Pauvreté au Québec. Statistiques

Déméler le vrais du faux

Des statistiques alarmantes
Si cette dendance se poursuit, le Québec pourrait devenir la province la plus pauvre du pays en seulement une décennie.
Professeur Martin Coiteux, HEC, Montréal
Une étude de l'Université de Montréal HEC Montréal a conclu que l'écart de revenus se creuse entre le Québec et les autres provinces du Canada - et que le Québec pourrait devenir la province la plus pauvre du pays en seulement une décennie.
Les recherches menées par le Centre HEC pour la productivité et la prospérité a constaté qu'entre 1978 et 2009 les gains moyens nets du revenu des ménages dans toutes les autres provinces a dépassé les gains du Québec.
En 2009, la dernière année de l'étude a examiné, le résident moyen de Terre-Neuve-et-Labrador - traditionnellement province la plus pauvre du Canada - a gagné de $ 3.127, un peu moins la moyenne québécoise, tandis qu'un Albertain gagne en moyenne 17.947 $ de plus que quelqu'un qui vit au Québec.
"Je ne suis pas vraiment surpris ... les Albertains gagnent davantage que les Québécois. C'est quelque chose que nous attendions», a déclaré l'auteur de l'étude, le professeur au HEC Martin Coiteux. «Ce qui est plus inquiétant, c'est la tendance.

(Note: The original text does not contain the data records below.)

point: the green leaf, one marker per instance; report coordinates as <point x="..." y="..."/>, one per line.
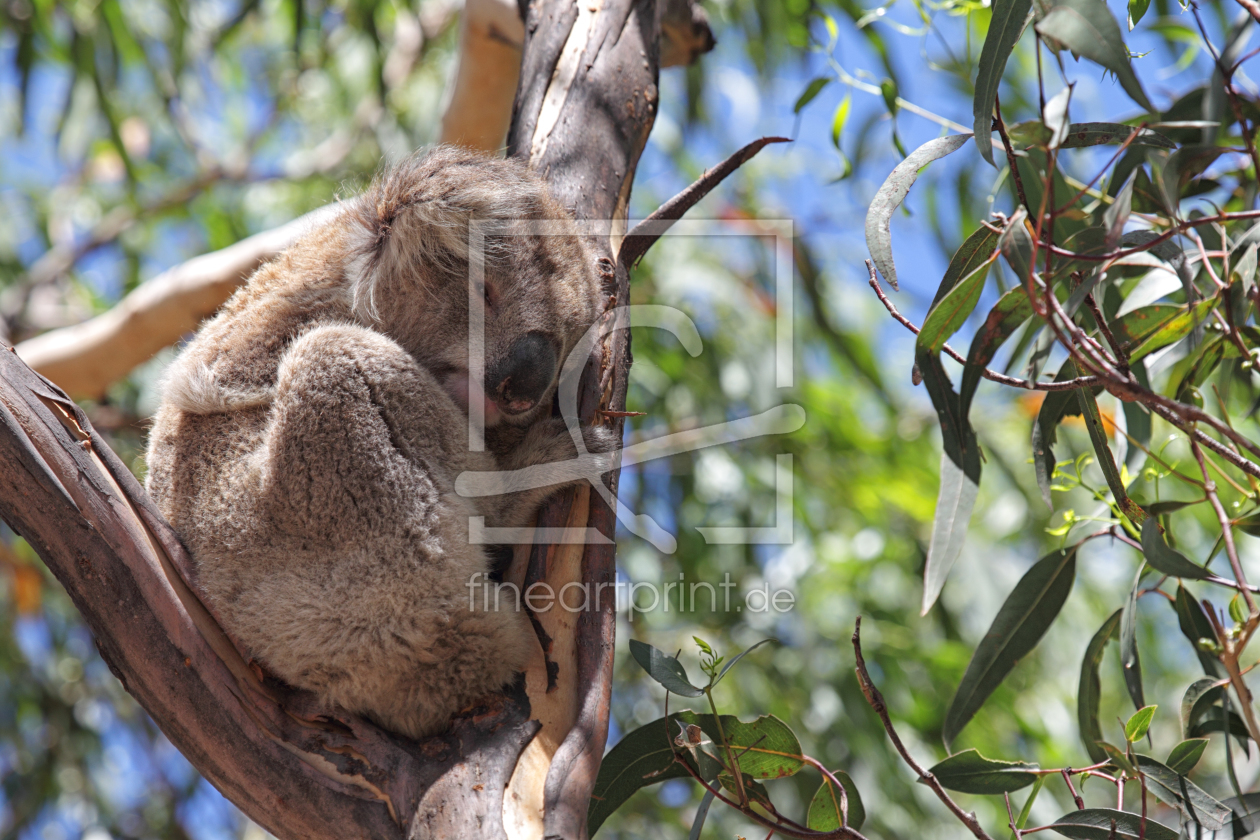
<point x="1027" y="809"/>
<point x="1096" y="134"/>
<point x="1016" y="244"/>
<point x="1129" y="660"/>
<point x="764" y="748"/>
<point x="960" y="477"/>
<point x="1055" y="116"/>
<point x="1137" y="9"/>
<point x="970" y="772"/>
<point x="1186" y="754"/>
<point x="701" y="815"/>
<point x="1166" y="559"/>
<point x="953" y="310"/>
<point x="1216" y="720"/>
<point x="1200" y="697"/>
<point x="1195" y="625"/>
<point x="728" y="665"/>
<point x="1006" y="316"/>
<point x="1007" y="22"/>
<point x="1115" y="217"/>
<point x="1021" y="622"/>
<point x="1090" y="692"/>
<point x="1105" y="459"/>
<point x="1176" y="328"/>
<point x="841" y="117"/>
<point x="641" y="757"/>
<point x="1096" y="824"/>
<point x="664" y="669"/>
<point x="1177" y="791"/>
<point x="893" y="192"/>
<point x="1135" y="728"/>
<point x="824" y="809"/>
<point x="1088" y="28"/>
<point x="812" y="90"/>
<point x="1088" y="134"/>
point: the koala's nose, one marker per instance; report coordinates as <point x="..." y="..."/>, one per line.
<point x="518" y="380"/>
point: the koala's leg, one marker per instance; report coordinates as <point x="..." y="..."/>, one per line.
<point x="377" y="608"/>
<point x="546" y="443"/>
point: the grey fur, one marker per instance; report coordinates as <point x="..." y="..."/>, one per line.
<point x="310" y="436"/>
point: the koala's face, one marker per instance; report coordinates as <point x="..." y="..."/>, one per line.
<point x="537" y="295"/>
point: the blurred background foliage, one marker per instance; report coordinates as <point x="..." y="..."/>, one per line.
<point x="137" y="134"/>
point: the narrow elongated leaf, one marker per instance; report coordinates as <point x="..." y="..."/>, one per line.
<point x="1090" y="692"/>
<point x="1177" y="791"/>
<point x="960" y="477"/>
<point x="1166" y="559"/>
<point x="973" y="253"/>
<point x="1106" y="460"/>
<point x="1176" y="328"/>
<point x="970" y="772"/>
<point x="1021" y="622"/>
<point x="1006" y="24"/>
<point x="1138" y="723"/>
<point x="1088" y="28"/>
<point x="1200" y="697"/>
<point x="893" y="192"/>
<point x="727" y="666"/>
<point x="1088" y="134"/>
<point x="1195" y="625"/>
<point x="1137" y="9"/>
<point x="1007" y="315"/>
<point x="1186" y="754"/>
<point x="764" y="748"/>
<point x="664" y="669"/>
<point x="953" y="310"/>
<point x="824" y="809"/>
<point x="1215" y="719"/>
<point x="1129" y="660"/>
<point x="1055" y="116"/>
<point x="641" y="757"/>
<point x="1105" y="824"/>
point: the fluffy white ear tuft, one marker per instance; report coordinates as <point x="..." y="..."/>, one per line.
<point x="192" y="387"/>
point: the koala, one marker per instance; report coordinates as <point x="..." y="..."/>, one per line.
<point x="310" y="435"/>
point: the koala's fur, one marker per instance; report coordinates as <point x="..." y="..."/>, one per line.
<point x="309" y="440"/>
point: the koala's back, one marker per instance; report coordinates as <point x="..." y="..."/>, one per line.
<point x="308" y="461"/>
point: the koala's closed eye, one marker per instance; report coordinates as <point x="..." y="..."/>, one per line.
<point x="311" y="433"/>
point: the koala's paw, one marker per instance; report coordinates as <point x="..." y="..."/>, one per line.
<point x="602" y="442"/>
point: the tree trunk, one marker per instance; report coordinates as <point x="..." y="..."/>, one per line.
<point x="519" y="767"/>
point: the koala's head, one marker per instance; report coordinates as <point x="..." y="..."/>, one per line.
<point x="412" y="276"/>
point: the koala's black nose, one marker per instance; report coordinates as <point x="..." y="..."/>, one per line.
<point x="518" y="380"/>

Coût de la vie à la hausse

Les Québécois paient déjà le plus haut taux d'imposition provincial dans le pays, tout en en croyant bénéficier du cout de la vie le moins élevé au pays. M.Coiteux dit que c'est encore vrai, mais les coûts pour les nécessités comme la nourriture et le logement augmentent plus rapidement au Québec qu'ailleurs. «Cet avantage est sur le point de disparaître", a déclaré Coiteux.

Même avec la baisse du coût de la vie au Québec, les Québécois avaient, en moyenne, 2891 $ de moins que les Albertains en 2005. Cet écart a grimpé à 13.352 $, en 2009.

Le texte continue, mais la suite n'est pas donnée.